Кто-то отделяется от толпы, подбегает к нам. Какой-то крестьянин. «Маруся, Саня, родимые!» – узнал. Быстро целует руку Маруси и исчезает в серой мешочной массе.

Наконец приехали. Опоздали на поезд. Нужно два часа ждать следующего. Прошу пропустить на платформу – объясняю кто. Не пускают.

На узлах сидит Маруся у закрытых ворот. Сзади огромный хвост – очередь на «вход» к поезду. Увидев мирную обстановку– узлы, мешки, детей, женщин, Маруся успокоилась, даже чуть-чуть дремать начала, прикорнув к воротам…

«Маруся, дай руку, попрощайся», – сказала Саня. Я наклонился, чтобы поцеловать эту восковую руку. Тут только Маруся узнала меня совсем – привлекла, поцеловала. «Саша». – «Да, да, конечно». – «Приезжай, милый…» Всем стало веселей, и все почувствовали: на воле выздоровеет Маруся.

Извозчик, привезший нас, слез с облучка. Проводил длинным взглядом. Без шапки. Привычный жест: перекрестился – оглянулся, отдернул руку – и только пробормотал: «Спаси ее, Господи!»

Спиридонова некоторое время находилась в санатории, затем на даче в той же Малаховке вместе с Александрой Измайлович. Непрекращающаяся слежка и затянувшаяся болезнь иногда доводили Спиридонову до невменяемости.

Содержание двум левым эсеркам большевистское правительство отпускало весьма скромное. Они имели на двоих: две старые юбки, одни старые ватные брюки: одну рваную кофту, две старые телогрейки, одно ватное пальто, одну вязаную шапку, три пары рваных варежек, одно старое ватное одеяло, одно рваное полотенце, одну эмалированную тарелку, одно железное блюдо, две железные кружки, три деревянные ложки, один старый эмалированный кувшин, одну кастрюлю с крышкой, две чугунные сковородки и еще несколько предметов домашней утвари, но Спиридоновой и Измайлович этого хватало.

Александра Измайлович и товарищи по партии пытались добиться для Спиридоновой разрешения уехать лечиться за границу. Но в ВЧК решили, что как раз заграничная жизнь может скверно подействовать на ее здоровье.

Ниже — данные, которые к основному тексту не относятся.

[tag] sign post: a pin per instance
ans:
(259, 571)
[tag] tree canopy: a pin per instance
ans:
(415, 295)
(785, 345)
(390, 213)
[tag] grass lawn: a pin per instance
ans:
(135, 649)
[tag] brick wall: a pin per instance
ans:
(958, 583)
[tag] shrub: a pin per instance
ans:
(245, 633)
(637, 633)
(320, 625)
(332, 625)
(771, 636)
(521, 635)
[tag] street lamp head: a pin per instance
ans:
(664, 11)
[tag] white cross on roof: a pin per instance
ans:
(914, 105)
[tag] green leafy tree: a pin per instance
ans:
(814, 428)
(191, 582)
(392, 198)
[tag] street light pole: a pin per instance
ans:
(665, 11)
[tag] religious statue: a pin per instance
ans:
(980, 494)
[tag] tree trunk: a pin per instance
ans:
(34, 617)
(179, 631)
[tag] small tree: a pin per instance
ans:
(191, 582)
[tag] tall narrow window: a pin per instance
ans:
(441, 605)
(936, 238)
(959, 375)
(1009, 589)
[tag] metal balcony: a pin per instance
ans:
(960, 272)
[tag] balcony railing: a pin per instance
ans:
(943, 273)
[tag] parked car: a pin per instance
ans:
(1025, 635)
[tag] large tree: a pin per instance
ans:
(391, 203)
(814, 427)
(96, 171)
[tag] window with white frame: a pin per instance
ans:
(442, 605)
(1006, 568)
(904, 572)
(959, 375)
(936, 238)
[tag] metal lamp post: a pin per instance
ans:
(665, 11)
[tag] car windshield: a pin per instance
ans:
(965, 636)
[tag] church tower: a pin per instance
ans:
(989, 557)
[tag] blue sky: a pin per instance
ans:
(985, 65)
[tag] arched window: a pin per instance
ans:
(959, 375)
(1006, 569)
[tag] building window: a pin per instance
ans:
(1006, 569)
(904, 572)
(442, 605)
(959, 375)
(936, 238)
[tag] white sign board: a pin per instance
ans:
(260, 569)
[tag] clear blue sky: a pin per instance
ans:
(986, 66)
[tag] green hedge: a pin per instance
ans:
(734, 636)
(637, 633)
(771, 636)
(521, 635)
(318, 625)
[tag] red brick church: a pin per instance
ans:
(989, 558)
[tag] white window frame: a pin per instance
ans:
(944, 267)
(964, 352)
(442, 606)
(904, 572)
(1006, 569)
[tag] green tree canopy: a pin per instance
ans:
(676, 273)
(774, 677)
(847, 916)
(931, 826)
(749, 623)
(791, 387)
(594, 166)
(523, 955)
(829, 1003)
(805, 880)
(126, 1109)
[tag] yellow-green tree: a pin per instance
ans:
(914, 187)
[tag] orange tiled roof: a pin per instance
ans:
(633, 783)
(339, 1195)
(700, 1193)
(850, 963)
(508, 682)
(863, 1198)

Из заявления А. Измайлович в Красный Крест:

Создается тяжелое положение, из которого лучший выход, раз отказано в выезде за границу, – простая тюрьма, где все ясно и определенно – тюремщик есть тюремщик, врач есть врач, товарищ – товарищ; нет маскировки, лжи, косых подсматривающих глаз, подслушиваний и прочей ужасающей моральной атмосферы, которой была богата больница в Штатном, бывшая утонченным местом пытки больной, и с чем однородным становится наше малаховское пребывание.

И столько же исходя из ясно выраженного желания больной, сколько из своего убеждения, я обращаюсь в Красный Крест с просьбой всячески добиваться возможности нашего с Марией Александровной помещения в Таганскую тюрьму, в нормальную среду товарищей по заключению, с которыми мы можем быть в общении вне всякой слежки и разрешений, чем в значительной мере будет нейтрализовываться угнетение психически больной решетками и внешне очевидным заключением.